4 Efficiency-Draining Warehouse Setup Mistakes

Optimizing your product distribution sure is challenging, isn’t it?

You have so many options and approaches to choose from. And it takes time to figure out what works and what doesn’t for your specific warehouse.

And of course, during the process, mistakes are bound to happen. It’s part of getting better at what you do.

To minimize some of those mistakes, learn from the most common ones many companies make:

1. No Forward Location Set Up

What products get ordered most commonly? Those go in a forward location near your shipping and receiving dock to minimize employee trips and steps.

This, rather than placing all of that inventory in one area of your warehouse.

Then, the safety stock for that popular inventory gets placed in a more remote location of your warehouse…or at an offsite location.

When you need more, you bring it all over to your forward location in one fell swoop.

2. No Separate “Dead Stock” Location

It would be nice if you sold all your inventory exactly as planned. But sometimes, product recalls, market shifts, customer returns, and forgetfulness happen.

Most SMBs just let their dead stock commingle in with their live inventory. Smart ones create a separate location so they have all their dead stock in one place.

Dead stock left mixed in just sits around, taking up space, causing confusion, and wasting money. It may also accidentally get shipped to customers.

A special dead stock location reminds you needs liquidating and to strategize for the efficient liquidation of the inventory.

3. Incorrect Technology Application

Remember, new software tools are implemented to create more profitability for your company or more convenience for your customer.

At first, they’re fun. Like a toy. It’s fun to get to know these tools and what they can do. However, some businesses make the mistake of focusing too much on the tools themselves. They forget to optimize their whole warehouse via signage, labels, and efficient movement.

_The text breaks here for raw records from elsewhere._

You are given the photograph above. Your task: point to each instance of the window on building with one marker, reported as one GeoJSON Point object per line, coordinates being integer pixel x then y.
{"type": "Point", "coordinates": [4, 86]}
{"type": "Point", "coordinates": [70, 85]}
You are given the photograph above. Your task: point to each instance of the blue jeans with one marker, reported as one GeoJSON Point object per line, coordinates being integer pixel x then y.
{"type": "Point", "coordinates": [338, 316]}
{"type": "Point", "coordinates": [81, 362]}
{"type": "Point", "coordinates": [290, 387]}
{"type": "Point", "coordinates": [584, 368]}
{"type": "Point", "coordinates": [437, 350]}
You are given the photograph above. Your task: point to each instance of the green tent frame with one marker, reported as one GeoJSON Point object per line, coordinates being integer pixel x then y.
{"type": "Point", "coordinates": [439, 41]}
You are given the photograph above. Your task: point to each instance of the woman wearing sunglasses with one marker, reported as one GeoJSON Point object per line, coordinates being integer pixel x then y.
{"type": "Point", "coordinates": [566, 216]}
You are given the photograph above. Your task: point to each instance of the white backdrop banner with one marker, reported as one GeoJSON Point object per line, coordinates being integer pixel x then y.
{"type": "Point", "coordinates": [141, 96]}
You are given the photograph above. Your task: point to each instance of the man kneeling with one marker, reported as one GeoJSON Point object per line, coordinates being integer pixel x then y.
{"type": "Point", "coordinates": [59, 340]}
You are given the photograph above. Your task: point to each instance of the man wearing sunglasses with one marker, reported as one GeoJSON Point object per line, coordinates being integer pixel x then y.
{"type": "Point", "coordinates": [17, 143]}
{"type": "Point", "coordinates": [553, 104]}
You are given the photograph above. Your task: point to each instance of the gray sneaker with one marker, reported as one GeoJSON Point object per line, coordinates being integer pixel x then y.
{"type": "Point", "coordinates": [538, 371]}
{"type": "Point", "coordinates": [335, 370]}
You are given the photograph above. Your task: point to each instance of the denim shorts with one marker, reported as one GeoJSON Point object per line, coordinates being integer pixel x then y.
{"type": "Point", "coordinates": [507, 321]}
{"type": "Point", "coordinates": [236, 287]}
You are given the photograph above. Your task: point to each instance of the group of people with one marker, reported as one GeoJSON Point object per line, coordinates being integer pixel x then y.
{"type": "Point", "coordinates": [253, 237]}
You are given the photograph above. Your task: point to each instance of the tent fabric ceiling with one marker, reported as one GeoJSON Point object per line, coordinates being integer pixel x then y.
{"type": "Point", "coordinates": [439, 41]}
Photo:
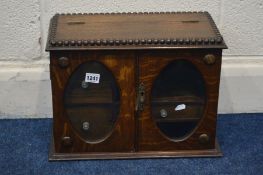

Yes, you should invest in software tools. But, make sure they’re implemented in a way that drives the greatest value for your company and customers.

4. Using Paper Processes

Paper is out-of-date.

Make that your personal mantra.

There is no reason to use it anymore for your own internal processes. Paper packing slips in customer orders are expected and fine.

The primary cost of paper is not the financial expense, but the time it takes to manage. Everything you need done on paper can be done electronically. And it saves you an almost absurd amount of time to do everything online.

Paper also gets lost. Handwriting can be unclear and confusing to read.

The switch to digital may take some time. But it saves you so much more time and is exponentially more convenient in the long run.

Plus, you can also promote your paperless workplace as environmentally friendly to your own employees and customers.

So those are just some warehousing mistakes.

Which rings the most true and will become your top priority?